The book
Unlike many successful managers working in their home
environment, mindful international managers focus in particular
o
n the context and process of communication and cooperation as well
as on outcomes. They work hard to create understanding when managing
and working with people from cultures different from their own.

The knowledge and competences you need to do this effectively
are what this book is about.

What does this book do?
The book not only explains cultural and individual differences in management values and behaviour. It also helps you to handle these differences.

It gives you the knowledge you need to understand but it also describes the skills and competences you need to work effectively across cultures.

Who is this book for?
If you are working internationally (or are about to do so) and you realise that things are not quite the same as they are at home but are not quite sure how to handle them, then this book is for you.

It will be useful to the business traveller, the expatriate manager, or anybody working in an international company alongside foreign colleagues, in a joint venture or in an international virtual team.

The book has been written particularly with readers of English as a foreign language in mind. It contains a glossary of difficult terms and words, and the layout – with many graphics, tables and lists – makes the book easy to read.

Who is this book not for?
The book is not intended for intercultural trainers and HR developers: they should already be dealing with these things in their training seminars! Nor is it intended for researchers or university teachers. Although the book is based on knowledge and insights developed by researchers, they will probably not find it sufficiently detailed or technical.

What makes this book different from other books
about working internationally?
This book:
• places managers and the management situations they have to handle in their daily work at the centre of the stage;
• quotes the experiences and insights of practising international managers;
• not only describes differences and difficulties but also describes what skills and competences you need to handle them effectively;
• does not suggest that the challenges facing a manager working internationally are exclusively caused by differences in national or ethnic culture but also
• deals with the influence of organisational culture and
• emphasises the importance of the personality and preferences of the individual manager;
• avoids harmful stereotypes;
• is written in a style which is easy for non-native speakers of English to understand, using short sentences and simple vocabulary;
• tries to do without jargon.
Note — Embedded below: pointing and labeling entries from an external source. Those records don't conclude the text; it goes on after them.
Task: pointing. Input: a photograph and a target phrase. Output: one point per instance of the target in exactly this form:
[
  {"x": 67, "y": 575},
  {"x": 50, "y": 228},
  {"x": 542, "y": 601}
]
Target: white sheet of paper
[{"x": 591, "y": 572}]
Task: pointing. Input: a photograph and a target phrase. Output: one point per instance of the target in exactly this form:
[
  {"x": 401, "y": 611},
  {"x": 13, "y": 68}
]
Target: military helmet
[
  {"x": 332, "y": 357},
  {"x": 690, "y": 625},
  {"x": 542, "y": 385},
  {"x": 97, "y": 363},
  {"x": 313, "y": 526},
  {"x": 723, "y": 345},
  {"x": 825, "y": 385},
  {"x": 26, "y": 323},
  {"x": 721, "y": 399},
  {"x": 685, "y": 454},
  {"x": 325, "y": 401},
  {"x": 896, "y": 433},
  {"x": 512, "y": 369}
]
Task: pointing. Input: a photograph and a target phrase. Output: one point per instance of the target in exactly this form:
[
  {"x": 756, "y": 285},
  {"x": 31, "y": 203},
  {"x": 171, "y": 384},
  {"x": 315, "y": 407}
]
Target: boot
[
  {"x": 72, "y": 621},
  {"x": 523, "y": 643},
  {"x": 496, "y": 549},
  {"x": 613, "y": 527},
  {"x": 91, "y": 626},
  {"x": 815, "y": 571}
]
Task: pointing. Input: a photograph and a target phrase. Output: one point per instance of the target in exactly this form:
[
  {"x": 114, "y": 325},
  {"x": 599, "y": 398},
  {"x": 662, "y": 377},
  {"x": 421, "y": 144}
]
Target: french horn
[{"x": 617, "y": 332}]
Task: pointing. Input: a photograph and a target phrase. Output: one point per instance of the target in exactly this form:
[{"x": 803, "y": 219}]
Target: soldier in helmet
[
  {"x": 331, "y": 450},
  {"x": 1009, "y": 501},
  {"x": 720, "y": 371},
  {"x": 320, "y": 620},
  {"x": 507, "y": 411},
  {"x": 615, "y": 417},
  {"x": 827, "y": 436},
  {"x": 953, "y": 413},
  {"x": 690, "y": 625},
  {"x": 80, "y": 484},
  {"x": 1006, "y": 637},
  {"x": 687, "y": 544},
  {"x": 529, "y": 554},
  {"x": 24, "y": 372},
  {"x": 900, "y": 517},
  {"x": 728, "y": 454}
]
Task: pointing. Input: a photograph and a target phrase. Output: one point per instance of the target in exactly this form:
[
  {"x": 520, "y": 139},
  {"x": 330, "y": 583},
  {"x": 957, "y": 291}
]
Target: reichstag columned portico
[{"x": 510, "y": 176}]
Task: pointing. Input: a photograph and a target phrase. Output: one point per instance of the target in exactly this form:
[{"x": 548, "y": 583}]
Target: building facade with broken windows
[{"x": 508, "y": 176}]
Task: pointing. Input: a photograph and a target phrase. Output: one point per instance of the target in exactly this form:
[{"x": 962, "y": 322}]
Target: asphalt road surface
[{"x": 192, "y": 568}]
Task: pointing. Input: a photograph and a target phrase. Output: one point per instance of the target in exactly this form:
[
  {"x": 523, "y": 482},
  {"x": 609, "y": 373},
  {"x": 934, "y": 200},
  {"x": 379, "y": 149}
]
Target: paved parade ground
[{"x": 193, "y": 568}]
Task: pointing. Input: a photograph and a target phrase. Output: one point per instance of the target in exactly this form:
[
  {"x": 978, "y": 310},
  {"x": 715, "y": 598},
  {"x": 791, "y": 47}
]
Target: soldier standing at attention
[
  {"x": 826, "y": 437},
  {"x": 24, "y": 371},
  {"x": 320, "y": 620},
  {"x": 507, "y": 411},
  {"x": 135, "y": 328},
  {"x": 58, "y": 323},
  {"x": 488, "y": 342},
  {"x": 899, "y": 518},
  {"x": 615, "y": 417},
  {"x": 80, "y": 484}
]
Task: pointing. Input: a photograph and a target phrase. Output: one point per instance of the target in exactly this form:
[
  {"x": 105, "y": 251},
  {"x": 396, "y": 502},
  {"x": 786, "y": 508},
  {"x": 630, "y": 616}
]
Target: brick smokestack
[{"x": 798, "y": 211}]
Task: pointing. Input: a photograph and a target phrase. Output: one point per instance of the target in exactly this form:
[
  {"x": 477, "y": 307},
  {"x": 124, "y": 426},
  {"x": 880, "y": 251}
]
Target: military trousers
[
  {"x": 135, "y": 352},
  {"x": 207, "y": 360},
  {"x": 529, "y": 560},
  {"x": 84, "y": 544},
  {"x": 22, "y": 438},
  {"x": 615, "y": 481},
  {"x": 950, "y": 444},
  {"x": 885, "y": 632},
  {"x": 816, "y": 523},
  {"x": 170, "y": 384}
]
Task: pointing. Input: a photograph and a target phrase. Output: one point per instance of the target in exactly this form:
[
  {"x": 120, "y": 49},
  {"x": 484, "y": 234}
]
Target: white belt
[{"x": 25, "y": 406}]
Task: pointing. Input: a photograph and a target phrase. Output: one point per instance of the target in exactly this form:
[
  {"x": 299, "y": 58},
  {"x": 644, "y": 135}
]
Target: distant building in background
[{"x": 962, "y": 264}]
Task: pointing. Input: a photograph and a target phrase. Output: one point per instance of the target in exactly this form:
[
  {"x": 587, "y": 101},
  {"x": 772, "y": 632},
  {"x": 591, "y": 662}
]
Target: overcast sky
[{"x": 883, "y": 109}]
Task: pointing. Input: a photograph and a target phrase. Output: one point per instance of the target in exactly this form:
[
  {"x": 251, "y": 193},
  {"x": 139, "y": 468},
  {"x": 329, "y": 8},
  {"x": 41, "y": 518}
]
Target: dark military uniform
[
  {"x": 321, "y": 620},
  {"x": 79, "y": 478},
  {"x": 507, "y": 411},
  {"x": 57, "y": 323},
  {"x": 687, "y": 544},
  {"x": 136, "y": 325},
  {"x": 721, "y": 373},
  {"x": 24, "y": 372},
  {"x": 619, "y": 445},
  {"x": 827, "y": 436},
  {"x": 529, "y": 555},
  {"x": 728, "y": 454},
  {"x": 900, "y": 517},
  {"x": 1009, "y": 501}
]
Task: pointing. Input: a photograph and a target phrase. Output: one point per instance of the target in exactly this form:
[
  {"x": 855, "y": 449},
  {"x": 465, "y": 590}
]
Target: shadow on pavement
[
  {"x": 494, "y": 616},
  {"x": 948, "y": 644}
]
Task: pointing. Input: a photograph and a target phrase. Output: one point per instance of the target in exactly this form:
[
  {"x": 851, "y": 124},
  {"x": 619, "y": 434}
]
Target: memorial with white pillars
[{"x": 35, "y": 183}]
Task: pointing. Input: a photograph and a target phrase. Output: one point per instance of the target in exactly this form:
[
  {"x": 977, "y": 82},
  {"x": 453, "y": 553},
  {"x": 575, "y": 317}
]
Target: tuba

Where jargon is unavoidable, it is relatively transparent and easy to understand

Who are the authors?
The Mindful International Manager was written by
Jeremy Comfort and Peter Franklin. They were both brought up and educated in Great Britain but since then have both had international and intercultural careers, working outside the UK (mainly in Europe) and with people from all over the world.

Despite this international context to their lives, their book inevitably reflects their particular view of the world. It also displays the Western orientation of the knowledge and insights they possess about culture, communication and management. Readers should be aware of this ‘culture-centredness’ because members of other cultures may well see the world differently.